The views expressed herein are mine and not those of the Peace Corps.



Useful Acronyms

PC Peace Corps
ICT Information & Communications Technology
PCT Peace Corps Trainee (pre-swearing-in)
PCV Peace Corps Volunteer (post-swearing-in)
PST Pre-Service Training
CBT Community-Based Training

Bado bado bado nasubiri

It’s been more than two weeks since school opened. “Maybe you’ll teach tomorrow,” the teachers tell me. They’re all relaxed about it, they’ve all taught before, they’re Tanzanian and they’re used to being perpetually behind schedule. I’m learning to be patient but I don’t like this ambiguity, this idea that I might start to teach today or a week from today. I sit in my computer lab, sometimes working and sometimes perfecting my spider solitaire skills, and wish I could start teaching so I could stop thinking so much.


The past couple school days I’ve let the students into the lab for free time for a couple hours. It makes me happy but also gives me a headache, not so much because they’re loud (they’re pretty quiet, considering that it’s usually around thirty kids huddled around ten computers) but because I try to keep an eye on them without seeming like I’m watching. I want to be able to help when they have a problem without having them think I’m monitoring them.


I came home for lunch today. I’m not going back to the lab, I’ll just make myself crazier. I’ll work on lesson notes, go over the tests the last PCV gave, hope I teach tomorrow.

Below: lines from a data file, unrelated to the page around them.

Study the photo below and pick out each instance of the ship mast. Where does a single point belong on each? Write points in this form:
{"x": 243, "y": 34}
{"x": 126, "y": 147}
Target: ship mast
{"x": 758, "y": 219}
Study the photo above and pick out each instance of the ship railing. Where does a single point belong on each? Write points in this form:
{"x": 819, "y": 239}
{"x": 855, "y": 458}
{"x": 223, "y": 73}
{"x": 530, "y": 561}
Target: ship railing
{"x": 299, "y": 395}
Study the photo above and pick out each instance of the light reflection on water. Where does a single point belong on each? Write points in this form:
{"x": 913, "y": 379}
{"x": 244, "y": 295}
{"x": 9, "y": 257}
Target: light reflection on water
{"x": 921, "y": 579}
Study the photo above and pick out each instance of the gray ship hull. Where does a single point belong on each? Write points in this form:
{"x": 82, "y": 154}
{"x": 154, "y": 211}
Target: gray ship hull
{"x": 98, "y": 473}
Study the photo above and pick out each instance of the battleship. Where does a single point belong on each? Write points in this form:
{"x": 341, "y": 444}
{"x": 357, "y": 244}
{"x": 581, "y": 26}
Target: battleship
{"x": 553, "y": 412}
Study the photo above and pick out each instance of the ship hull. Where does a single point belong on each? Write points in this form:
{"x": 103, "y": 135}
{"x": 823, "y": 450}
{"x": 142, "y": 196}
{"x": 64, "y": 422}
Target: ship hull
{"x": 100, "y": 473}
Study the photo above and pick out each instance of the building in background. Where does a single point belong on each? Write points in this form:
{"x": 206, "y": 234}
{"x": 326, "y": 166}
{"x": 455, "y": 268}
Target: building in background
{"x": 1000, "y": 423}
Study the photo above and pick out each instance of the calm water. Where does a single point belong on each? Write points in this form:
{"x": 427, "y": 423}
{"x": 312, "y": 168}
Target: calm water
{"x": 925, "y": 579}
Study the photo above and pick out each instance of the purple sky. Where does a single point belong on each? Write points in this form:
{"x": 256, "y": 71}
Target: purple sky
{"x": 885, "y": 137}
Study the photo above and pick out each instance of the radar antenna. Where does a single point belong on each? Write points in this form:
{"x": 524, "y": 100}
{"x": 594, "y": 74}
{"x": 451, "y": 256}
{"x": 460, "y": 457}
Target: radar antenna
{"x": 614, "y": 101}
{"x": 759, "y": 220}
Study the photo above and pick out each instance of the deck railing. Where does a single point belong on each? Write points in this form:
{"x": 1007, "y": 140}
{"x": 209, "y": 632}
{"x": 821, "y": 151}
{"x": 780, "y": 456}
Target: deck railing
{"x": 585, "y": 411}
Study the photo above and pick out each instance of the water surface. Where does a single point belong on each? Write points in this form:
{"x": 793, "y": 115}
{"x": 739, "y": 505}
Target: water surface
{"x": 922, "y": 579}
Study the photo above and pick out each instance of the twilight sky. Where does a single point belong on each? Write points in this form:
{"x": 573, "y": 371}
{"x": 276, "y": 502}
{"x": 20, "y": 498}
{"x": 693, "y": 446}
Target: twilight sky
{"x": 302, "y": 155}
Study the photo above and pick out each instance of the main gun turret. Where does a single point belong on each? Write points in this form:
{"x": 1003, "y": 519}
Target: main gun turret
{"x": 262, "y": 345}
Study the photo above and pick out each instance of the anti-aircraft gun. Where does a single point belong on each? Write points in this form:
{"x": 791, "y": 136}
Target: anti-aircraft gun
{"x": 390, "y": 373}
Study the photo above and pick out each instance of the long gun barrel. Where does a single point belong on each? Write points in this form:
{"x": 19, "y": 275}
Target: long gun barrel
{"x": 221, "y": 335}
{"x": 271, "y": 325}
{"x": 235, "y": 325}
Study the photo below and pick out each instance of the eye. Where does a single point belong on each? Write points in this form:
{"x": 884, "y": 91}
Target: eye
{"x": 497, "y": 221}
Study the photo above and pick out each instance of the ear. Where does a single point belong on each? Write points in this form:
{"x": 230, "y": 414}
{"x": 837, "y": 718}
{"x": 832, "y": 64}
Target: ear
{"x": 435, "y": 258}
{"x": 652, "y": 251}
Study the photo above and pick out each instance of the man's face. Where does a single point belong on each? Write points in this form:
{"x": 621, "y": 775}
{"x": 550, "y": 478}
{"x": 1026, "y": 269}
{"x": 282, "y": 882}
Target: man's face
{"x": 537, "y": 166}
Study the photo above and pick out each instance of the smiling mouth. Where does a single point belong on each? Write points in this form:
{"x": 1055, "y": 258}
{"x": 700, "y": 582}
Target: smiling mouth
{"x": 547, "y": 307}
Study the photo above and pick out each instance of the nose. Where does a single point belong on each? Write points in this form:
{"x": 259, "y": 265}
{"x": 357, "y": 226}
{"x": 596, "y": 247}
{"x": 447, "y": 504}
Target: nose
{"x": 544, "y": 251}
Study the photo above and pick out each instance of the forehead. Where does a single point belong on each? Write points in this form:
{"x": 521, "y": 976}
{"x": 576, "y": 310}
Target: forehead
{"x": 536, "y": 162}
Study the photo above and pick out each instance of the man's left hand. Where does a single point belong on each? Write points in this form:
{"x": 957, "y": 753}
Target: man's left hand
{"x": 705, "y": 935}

I do have a schedule now, though! Two eighty-minute periods on Monday, three on Tuesday, two on Wednesday, two on Thursday, and one on Friday. I think Tuesday will be the worst, both because I’m teaching the most and because I teach straight from 7.50 to 10.30. I need to figure out when I want to have the lab open for students


Pia, nafikiri kuhusu familia yangu na marafiki zangu mno.